This archaeological exhibition reveals the relationship between Catalonia and Hungary during the Middle Ages and their economic, political and cultural ties through the history of four women.
Institutional sponsor: Museu d’Història de Catalunya, Hungarian National Museum
Location: Barcelona, Catalonia; Budapest, Hungary
© Photography: Pepo Segura
Princesses from Afar was a historical exhibition, very academic in tone, which posed great difficulty due to the large number of pieces of artistic and archaeological value that were requested by the curator. Our job was to respond to this need by trying to make the theme of the museography coherent and agreeable for visitors, so that they would not be overwhelmed by sheer number of pieces, or saturated with information.
The central theme was the relationship between the kingdoms and counties of Catalonia and Hungary through matrimonial alliances, which constituted a kind of political contract in the Middle Ages. Above all, the message that we wanted to highlight was the sensation of being in a strange land: like what these four women must have experienced when they were used as currency to obtain the political favour of an allied kingdom. That is why the exhibition opened with an inhospitable Hungarian landscape: a horizon line that completely surrounded the room where the plans and conceptual maps explaining the relations between these kingdoms were on display. After this introduction, we learned the stories of the four foreign princesses – Constance of Aragon, Violant of Hungary, Beatrice of Naples and Mary of Hungary.
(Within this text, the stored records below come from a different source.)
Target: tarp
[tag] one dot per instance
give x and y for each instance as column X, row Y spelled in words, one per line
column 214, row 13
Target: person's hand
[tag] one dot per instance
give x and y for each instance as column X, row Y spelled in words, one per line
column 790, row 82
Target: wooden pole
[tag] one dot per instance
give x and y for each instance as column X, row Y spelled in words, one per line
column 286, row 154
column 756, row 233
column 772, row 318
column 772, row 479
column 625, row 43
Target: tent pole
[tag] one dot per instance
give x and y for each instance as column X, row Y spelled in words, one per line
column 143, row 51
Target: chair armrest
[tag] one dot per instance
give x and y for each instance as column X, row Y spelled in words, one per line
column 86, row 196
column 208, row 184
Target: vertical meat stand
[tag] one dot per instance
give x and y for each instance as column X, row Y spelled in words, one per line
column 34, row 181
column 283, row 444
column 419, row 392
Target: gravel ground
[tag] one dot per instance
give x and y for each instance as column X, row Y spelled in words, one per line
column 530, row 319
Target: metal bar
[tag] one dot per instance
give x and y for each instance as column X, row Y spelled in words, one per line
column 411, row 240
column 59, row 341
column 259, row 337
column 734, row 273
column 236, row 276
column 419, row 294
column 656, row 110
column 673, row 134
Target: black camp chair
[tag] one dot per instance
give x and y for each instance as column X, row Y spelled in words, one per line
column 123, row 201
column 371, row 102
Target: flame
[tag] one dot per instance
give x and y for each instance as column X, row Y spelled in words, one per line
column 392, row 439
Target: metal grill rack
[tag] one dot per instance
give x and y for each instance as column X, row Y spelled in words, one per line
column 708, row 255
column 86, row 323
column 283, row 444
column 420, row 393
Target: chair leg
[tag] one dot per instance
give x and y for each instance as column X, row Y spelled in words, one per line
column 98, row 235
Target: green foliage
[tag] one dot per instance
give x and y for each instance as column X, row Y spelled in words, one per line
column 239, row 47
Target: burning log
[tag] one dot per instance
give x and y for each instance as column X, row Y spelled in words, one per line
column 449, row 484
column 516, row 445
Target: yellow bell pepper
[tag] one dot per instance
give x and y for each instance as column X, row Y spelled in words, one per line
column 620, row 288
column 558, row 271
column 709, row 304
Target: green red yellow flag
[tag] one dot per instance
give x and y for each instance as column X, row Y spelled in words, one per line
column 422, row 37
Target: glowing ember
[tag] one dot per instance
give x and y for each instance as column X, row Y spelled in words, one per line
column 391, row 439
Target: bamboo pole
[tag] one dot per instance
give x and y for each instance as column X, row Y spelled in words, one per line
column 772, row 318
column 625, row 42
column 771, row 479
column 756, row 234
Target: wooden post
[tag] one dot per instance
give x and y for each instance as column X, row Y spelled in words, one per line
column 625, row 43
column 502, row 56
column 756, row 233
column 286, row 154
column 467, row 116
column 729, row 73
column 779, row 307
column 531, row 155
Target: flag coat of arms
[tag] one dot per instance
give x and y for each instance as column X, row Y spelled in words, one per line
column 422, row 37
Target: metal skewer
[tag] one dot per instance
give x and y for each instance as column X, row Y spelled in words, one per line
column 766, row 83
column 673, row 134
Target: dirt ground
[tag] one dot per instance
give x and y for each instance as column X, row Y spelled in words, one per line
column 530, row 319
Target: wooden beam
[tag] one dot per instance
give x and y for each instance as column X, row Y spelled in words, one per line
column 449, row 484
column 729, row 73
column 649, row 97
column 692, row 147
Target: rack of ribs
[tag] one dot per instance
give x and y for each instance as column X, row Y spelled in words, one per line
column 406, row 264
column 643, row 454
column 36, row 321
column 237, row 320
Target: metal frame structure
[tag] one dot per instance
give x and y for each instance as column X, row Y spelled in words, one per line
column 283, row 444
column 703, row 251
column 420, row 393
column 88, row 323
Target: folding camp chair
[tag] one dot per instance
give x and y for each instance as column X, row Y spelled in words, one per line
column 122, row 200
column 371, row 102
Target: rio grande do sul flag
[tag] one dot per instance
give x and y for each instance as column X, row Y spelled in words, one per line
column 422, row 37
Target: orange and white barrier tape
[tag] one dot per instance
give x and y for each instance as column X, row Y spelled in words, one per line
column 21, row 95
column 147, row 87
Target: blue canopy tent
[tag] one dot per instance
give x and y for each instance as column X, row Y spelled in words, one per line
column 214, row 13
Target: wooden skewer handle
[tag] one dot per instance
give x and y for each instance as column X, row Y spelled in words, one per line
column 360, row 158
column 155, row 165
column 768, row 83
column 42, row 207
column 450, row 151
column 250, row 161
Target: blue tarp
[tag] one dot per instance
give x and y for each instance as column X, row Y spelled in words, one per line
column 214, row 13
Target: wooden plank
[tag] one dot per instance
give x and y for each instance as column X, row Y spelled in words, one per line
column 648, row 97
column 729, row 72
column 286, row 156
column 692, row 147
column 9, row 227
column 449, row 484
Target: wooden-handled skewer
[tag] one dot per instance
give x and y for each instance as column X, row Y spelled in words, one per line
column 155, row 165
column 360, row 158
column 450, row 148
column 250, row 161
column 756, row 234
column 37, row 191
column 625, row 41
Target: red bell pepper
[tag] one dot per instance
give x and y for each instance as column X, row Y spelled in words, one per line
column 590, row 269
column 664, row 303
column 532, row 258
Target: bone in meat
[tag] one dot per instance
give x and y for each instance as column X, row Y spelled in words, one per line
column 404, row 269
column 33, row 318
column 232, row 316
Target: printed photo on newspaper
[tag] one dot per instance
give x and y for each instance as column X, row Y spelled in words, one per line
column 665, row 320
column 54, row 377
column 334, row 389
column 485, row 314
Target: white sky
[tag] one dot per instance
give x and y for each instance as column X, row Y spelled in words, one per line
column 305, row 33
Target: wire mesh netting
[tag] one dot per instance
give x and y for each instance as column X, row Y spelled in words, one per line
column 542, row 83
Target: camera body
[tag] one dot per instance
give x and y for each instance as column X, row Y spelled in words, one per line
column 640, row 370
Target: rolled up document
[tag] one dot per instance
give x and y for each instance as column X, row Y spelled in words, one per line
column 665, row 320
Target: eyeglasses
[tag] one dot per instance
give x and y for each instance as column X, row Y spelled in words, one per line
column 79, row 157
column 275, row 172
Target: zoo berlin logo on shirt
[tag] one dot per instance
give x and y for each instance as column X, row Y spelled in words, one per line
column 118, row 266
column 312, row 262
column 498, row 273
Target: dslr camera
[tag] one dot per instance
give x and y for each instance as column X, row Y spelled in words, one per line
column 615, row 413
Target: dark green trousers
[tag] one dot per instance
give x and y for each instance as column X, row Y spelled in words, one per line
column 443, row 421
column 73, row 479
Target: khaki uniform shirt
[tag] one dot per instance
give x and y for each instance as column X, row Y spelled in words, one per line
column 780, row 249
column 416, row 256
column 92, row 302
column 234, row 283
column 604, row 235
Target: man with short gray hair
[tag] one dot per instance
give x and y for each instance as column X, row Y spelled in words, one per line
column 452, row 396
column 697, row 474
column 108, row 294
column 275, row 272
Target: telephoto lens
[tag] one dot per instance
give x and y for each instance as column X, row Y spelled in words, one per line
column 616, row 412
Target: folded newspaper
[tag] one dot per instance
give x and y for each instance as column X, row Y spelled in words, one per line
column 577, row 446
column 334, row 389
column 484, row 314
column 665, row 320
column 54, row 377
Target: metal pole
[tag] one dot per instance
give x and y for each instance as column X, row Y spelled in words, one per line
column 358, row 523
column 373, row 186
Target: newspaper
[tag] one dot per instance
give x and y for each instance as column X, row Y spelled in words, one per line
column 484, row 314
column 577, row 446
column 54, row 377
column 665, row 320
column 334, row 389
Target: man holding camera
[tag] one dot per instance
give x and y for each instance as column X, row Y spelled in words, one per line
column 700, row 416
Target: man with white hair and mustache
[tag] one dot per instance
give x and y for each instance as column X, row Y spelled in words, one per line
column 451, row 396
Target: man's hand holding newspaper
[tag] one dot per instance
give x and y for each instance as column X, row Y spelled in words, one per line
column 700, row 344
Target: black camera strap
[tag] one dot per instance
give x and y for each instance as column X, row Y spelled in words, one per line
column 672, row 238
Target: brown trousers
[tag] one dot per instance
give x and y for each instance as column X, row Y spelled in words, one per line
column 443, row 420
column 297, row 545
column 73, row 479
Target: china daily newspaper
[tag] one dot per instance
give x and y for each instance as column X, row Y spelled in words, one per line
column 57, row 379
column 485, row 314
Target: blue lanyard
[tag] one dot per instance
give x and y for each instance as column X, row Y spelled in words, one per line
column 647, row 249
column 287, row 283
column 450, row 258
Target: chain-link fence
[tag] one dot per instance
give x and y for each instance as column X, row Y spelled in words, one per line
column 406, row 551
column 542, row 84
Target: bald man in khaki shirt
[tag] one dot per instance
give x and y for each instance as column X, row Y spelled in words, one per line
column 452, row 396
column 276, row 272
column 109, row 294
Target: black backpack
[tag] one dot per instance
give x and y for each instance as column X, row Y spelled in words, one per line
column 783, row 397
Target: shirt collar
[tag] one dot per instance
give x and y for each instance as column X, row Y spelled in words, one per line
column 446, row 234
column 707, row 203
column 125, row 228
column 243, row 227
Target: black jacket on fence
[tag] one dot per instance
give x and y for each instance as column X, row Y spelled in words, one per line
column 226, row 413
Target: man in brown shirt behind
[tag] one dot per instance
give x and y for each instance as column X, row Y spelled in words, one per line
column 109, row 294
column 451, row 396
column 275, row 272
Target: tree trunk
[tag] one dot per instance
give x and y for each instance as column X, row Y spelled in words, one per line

These four stories were put together using a wide variety of graphic resources, fundamental to contextualize original pieces, while at the same time that meant we had to provide for very different needs in terms of conservation. Projections and audio-visual displays were used; there were graphic reconstructions of archaeological pieces of which only fragments had been preserved; the displays included books, parchment, fabric, paintings, etc. It was all expressed through retreats and labyrinths, scenic resources that invited visitors to experience what it means to leave one's own country for marriage and to adopt a new homeland.